With its lush tea plantations, the marshlands of Kaziranga National Park, silk bazaars and ancient pilgrimage sites and temples, Assam has plenty to offer you. Whether it is sightseeing spots, activities, cultural performances or handicrafts, the Northeastern state promises you a remarkable holiday experience. Assam has quite an interesting cuisine as well. The style of cooking here blends practices like fermentation and drying (which are majorly used in the hills) along with the use of fresh vegetables, fish and meat (as typically seen in the plains). Rice is one of the most prominent ingredients in Assamese cuisine while fish and duck are also popular.
A traditional meal here begins with a khar, a class of dishes named after the main ingredient. Believed to cleanse the stomach, khar is an ingredient prepared by filtering water through the ashes of the sun-dried skin of certain kinds of bananas. This is then generously used with raw papaya, pulses, vegetables or fish to whip up a signature Assamese khar dish.
2. Duck Meat Curry (Kumurat diya Hanhor Mangxo)
A delicious Assamese preparation which has duck meat cooked with ash gourd, this dish is often made for special occasions. Adding to its distinct flavour, the dish has whole spices including crushed black pepper. The juicy chunks of duck meat are cut into quite small pieces and cooked with tender ash gourd, letting the spices seep into the meat.
3. Masor Tenga
Another must-try food of Assam, Masor Tenga is a sour and tangy fish curry. Best enjoyed with steamed rice, this is a staple of Assamese cuisine. Being a popular dish, it has quite a few variations in recipes. For instance, while some preparations use lemon or mangosteen to add the tangy flavour, the most commonly used ingredient is a tomato.
4. Aloo Pitika
Essentially the Assamese version of mashed potatoes, aloo pitika uses ingredients like raw onions, mustard oil and green chillies to add a nice flavour to the otherwise simple mash. It is a signature dish of the northeastern state. Cilantro leaves, pumpkins, gourds, boiled eggs and dried fish are also sometimes added to take the dish up a notch.
5. Xaak Aru Bhaji
Another authentic food of Assam, xaak aru bhaji has plenty of leafy vegetables (xaak) taking centre stage. Made with herbs and vegetables, the dish is generally seasoned with ginger, garlic, cinnamon, onions and sometimes, lemon. A stir-fry version of xaak aru bhaji can also be prepared with potato added into the mix.

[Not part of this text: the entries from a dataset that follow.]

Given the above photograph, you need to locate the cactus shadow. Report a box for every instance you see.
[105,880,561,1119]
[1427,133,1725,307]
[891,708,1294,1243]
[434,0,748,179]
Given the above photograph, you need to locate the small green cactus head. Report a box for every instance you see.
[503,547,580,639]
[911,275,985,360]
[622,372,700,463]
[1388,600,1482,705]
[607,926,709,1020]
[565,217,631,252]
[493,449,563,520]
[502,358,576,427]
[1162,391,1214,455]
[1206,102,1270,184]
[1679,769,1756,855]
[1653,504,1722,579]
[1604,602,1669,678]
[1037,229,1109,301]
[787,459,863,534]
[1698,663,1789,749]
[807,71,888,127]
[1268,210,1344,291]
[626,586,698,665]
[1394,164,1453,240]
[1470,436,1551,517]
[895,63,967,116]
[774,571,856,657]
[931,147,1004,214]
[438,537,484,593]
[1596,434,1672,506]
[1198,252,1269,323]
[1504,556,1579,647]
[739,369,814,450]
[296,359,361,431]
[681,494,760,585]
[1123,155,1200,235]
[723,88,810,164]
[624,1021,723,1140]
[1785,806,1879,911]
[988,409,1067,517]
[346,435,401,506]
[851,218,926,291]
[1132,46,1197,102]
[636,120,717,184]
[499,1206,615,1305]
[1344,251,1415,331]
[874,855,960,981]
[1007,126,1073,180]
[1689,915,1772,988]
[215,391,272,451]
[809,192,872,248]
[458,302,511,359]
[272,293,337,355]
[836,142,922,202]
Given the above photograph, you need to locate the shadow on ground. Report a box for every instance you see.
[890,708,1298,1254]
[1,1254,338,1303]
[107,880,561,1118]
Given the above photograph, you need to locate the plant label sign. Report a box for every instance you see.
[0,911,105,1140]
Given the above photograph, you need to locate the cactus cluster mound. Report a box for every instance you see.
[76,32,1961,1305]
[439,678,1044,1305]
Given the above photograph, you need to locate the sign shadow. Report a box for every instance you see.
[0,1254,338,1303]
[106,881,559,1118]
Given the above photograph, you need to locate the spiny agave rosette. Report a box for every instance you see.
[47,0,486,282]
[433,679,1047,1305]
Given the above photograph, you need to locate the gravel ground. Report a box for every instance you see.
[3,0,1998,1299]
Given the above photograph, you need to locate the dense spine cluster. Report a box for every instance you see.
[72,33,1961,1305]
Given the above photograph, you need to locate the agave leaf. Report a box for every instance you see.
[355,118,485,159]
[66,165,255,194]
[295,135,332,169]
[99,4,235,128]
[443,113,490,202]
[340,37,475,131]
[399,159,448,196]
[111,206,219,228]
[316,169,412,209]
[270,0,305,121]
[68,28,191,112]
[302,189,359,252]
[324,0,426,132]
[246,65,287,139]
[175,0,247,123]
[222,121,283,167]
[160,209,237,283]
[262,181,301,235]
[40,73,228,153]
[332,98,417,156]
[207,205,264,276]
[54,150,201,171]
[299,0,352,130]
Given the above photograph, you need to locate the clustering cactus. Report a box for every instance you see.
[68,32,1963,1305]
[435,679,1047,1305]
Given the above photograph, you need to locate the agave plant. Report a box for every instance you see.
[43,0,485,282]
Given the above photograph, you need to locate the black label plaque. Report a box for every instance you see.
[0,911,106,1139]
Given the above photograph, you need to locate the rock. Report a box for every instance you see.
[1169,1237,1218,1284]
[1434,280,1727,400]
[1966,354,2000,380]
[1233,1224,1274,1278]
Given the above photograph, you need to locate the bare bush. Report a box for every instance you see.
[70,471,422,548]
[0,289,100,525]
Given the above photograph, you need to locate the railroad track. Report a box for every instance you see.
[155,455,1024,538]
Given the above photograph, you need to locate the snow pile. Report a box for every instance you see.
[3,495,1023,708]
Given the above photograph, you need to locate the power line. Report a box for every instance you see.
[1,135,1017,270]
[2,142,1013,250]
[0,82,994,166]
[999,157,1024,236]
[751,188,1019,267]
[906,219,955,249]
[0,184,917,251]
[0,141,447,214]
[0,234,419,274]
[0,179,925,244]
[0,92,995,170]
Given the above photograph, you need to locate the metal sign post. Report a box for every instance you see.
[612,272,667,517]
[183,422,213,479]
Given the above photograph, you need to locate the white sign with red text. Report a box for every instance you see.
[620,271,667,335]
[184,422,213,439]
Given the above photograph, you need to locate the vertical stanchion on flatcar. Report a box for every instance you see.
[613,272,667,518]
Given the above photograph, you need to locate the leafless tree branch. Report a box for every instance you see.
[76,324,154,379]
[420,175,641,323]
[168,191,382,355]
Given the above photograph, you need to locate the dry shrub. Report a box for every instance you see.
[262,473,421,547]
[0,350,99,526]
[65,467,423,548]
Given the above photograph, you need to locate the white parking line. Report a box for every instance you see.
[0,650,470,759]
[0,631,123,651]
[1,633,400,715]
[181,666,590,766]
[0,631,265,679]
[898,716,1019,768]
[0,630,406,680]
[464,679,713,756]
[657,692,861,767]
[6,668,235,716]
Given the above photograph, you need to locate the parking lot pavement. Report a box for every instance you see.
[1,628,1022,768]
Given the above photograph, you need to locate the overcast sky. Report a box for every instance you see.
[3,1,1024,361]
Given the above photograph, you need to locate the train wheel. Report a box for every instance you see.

Luchi is a staple of Bengali, Assamese and Oriya cuisine. Prepared with wheat flour, it is a common dish served in Assam. Deep-fried and puffed up, these go well with flavourful curries and pickles.
7. Ou Khatta
A chutney of sorts, Ou Khatta is made with elephant apple and jaggery. Elephant apple, which is used in quite a few Assamese dishes, is boiled and lightly mashed before being sauteed in mustard oil. Finally, jaggery is added to it. The pungent flavour of the mustard and elephant apple is a nice contrast with the sweet jagggery, giving you a melange of tastes. If you prefer it slightly spicy, you can add some chill powder or ginger-garlic paste as per your preference.
Before you scrunch up your nose, ask an Assamese and they will tell you about how tasty this actually is. Silkworms are deep-fried with a few spices to add flavour to it. Crunch on the outside and juicy inside, its taste is often similar to a mix of chicken and pork. However, it might not be everyone’s cup of tea, we must say.
9. Baanhgajor Lagor Kukura
An authentic food of Assam, this dish uses chicken, bamboo shoots and lentils in its preparation. The chicken and bamboo shoots are boiled separately and then cooked together. Keeping with Assamese cooking style, the preparation uses minimal spices. The taste of bamboo shoots might take some time to get used to, but it leaves behind a delicious taste which is generally complementary to meat dishes.
Pitha is a snack prepared during the festival of Magh Bihu in Assam. It is also prepared as a regular household snack and savoured with tea. While there are different versions of it, Assamese pithas are often made from bora saul, a special kind of glutinous rice, or xaali saul, or sun-dried rice. The stuffing in these commonly includes coconut and jaggery. Pithas can be sweet or sour, even steamed, fried or barbequed inside a hollow bamboo stem. Other kinds of pithas include til pitha, hutuli pitha and bhaapot diya pitha.